Praxisnetz-Studie: Gesundes Kinzigtal erzielt bestes Ergebnis

Das Gesunde Kinzigtal gehört laut einer aktuellen Studie der Universität Erlangen-Nürnberg zu den Ärztenetzen mit dem höchsten Reifegrad hinsichtlich Management, Informationstechnologie sowie Prozesse und Strukturen. Es erreichte den besten Punktwert innerhalb der sieben Netze, die der Studie nach gute oder sehr gute Ergebnisse aufweisen.

Insgesamt nahmen 76 Netze an der Praxisnetz-Studie 2009 teil – der Großteil aus Deutschland, einige aus der Schweiz und Schweden. Ziel war zu klären, ob die heutigen Praxisnetze professionell genug sind, um die Anforderungen der Kostenträger zu erfüllen und um ihre eigene Existenz zu sichern. Einer der Autoren, Jörg Purucker vom Lehrstuhl Wirtschaftsinformatik II, erläutert: "Mit dem Wegfall der Anschubfinanzierung wird der Druck auf die Netze immer größer, da bei neuen Verträgen grundsätzlich Qualitäts- und Kostenvorteile nachgewiesen werden müssen.“ Diese Anforderung würden bisher nur wenige Netze erfüllen.

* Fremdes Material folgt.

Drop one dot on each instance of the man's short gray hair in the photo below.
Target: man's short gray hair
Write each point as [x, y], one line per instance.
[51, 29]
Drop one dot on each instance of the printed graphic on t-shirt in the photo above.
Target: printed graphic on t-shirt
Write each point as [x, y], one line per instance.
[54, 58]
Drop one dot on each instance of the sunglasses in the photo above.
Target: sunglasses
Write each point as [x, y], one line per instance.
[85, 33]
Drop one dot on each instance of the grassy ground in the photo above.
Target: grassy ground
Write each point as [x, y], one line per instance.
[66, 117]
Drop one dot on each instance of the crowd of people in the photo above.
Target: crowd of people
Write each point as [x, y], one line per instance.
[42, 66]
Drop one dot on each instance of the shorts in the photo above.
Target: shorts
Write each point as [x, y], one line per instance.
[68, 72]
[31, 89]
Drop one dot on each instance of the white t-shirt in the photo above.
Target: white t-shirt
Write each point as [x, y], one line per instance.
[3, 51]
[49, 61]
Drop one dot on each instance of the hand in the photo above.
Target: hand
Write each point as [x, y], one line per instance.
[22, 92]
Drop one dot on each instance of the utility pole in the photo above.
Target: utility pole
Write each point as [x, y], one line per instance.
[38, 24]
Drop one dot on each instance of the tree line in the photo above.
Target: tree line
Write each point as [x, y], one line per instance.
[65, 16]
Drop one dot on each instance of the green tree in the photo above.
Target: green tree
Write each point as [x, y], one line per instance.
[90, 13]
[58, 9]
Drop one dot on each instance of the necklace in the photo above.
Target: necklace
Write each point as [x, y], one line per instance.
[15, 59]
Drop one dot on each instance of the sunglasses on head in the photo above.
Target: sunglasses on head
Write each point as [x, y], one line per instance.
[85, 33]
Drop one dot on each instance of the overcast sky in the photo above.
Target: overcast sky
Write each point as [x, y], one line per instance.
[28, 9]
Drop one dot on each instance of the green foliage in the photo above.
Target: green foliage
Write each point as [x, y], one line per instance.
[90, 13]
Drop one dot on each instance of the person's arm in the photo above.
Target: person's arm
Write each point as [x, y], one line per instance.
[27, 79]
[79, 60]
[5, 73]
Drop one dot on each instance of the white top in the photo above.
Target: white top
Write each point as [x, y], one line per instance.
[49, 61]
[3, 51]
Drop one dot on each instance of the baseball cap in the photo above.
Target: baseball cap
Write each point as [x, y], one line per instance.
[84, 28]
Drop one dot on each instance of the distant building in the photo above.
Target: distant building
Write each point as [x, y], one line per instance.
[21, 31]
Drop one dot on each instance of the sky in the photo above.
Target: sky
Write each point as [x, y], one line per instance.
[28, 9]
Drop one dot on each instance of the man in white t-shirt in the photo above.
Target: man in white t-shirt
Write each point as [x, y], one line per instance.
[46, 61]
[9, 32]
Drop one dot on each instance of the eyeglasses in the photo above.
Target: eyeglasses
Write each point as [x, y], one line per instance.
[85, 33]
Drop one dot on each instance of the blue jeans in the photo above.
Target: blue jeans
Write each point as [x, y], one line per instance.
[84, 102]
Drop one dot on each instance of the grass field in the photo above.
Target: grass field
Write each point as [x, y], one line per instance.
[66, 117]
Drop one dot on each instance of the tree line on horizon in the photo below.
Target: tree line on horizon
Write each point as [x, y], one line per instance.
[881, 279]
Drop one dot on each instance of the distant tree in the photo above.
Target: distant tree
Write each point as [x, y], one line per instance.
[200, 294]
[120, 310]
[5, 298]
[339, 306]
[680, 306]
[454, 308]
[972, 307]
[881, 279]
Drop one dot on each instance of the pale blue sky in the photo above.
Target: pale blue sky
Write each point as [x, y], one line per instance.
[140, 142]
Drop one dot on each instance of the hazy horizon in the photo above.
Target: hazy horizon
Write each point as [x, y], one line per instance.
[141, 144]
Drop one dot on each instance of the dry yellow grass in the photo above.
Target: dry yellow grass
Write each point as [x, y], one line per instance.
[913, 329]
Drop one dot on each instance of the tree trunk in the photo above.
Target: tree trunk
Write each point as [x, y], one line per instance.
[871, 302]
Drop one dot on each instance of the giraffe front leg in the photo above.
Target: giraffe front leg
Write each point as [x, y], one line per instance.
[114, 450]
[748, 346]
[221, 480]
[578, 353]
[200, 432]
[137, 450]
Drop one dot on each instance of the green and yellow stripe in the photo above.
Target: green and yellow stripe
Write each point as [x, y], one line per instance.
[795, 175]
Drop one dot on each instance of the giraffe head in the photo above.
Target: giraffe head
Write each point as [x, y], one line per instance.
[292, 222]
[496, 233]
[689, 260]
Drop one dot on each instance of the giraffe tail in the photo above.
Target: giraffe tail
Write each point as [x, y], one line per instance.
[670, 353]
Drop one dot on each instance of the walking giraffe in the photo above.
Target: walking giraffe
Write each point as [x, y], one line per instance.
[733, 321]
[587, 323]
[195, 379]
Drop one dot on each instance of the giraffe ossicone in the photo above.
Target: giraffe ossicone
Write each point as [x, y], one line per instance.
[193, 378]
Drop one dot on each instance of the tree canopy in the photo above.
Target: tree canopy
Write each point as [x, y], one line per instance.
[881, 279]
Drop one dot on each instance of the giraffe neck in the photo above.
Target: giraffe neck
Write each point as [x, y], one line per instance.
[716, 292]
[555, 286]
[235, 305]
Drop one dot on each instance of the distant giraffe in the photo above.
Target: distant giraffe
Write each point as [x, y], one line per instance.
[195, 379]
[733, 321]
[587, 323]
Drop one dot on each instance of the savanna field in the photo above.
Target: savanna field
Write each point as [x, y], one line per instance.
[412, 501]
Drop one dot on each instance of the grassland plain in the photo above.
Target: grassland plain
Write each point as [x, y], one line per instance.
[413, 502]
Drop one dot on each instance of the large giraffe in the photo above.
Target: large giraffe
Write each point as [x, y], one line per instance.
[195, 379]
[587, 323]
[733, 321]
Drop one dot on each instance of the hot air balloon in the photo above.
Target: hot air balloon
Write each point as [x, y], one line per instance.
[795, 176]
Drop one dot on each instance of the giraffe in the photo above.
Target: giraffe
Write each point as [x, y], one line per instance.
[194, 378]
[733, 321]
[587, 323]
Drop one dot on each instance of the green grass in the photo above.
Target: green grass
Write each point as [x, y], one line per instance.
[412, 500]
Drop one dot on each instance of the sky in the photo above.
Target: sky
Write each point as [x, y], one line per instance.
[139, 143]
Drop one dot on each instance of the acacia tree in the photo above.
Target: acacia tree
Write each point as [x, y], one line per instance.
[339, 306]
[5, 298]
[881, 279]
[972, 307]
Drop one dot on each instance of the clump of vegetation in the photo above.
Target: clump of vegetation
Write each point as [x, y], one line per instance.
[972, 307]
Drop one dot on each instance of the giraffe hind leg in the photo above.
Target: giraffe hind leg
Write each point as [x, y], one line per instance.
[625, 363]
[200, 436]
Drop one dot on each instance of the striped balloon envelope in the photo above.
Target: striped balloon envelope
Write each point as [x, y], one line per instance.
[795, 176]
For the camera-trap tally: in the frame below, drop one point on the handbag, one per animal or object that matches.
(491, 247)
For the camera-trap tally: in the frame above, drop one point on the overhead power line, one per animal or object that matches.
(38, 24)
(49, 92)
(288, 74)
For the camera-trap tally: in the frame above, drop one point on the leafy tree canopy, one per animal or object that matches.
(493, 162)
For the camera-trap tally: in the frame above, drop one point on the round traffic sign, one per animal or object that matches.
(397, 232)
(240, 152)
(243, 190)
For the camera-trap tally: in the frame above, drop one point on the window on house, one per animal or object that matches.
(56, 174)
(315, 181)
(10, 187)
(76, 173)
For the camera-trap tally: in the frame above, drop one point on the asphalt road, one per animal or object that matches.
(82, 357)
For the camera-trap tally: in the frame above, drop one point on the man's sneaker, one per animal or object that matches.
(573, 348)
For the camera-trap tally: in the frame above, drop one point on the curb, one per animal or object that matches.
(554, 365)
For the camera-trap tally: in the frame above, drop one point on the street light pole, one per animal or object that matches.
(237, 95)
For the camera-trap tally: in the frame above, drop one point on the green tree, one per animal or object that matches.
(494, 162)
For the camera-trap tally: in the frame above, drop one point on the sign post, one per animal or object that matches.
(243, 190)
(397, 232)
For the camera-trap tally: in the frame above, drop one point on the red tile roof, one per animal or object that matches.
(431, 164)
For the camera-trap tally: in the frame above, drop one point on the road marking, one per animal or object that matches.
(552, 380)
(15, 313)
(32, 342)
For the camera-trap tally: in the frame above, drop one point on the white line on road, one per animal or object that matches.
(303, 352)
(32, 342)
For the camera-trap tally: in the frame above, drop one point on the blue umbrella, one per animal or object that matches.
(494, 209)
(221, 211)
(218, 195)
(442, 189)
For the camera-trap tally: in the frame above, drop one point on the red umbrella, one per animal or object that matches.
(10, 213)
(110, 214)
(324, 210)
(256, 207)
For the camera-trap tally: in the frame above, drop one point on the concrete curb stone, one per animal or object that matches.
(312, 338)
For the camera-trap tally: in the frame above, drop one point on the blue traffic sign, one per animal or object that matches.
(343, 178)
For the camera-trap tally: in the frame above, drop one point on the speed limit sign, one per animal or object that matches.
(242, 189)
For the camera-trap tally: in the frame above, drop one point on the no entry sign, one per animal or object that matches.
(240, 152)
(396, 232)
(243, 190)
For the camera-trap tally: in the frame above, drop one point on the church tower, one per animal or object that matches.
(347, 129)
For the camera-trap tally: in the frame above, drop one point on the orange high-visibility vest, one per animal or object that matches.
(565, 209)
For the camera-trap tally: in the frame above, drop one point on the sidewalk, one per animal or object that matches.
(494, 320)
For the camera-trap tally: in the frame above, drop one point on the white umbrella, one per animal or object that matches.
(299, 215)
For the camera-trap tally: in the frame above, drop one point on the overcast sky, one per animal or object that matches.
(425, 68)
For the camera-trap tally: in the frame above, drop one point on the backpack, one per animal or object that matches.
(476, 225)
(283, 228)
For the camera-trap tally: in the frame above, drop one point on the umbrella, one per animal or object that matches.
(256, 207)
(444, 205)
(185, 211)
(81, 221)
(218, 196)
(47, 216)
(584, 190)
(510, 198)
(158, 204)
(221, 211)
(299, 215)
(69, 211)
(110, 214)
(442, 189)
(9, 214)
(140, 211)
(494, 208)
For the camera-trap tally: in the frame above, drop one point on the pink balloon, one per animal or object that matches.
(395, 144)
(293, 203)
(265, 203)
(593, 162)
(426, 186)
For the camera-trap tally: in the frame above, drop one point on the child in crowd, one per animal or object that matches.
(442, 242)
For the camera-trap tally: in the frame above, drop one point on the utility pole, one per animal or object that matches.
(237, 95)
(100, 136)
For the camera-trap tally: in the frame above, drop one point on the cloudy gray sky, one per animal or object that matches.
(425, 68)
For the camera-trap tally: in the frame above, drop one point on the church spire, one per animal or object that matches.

Besonders viel Wert legen die Ärzte im Gesunden Kinzigtal auf enge Vernetzung der Partner untereinander. „Wir kommunizieren intensiv miteinander, treffen uns regelmäßig zu Qualitätszirkeln oder Weiterbildungen und können über die elektronische Patientenakte auf relevante Gesundheitsdaten unserer Patienten zugreifen. Innerhalb kürzester Zeit tauschen wir untereinander oder mit der Geschäftsstelle wichtige Informationen aus“, sagt Dr. Werner Witzenrath, Sprecher des ärztlichen Beirats der Gesundes Kinzigtal GmbH.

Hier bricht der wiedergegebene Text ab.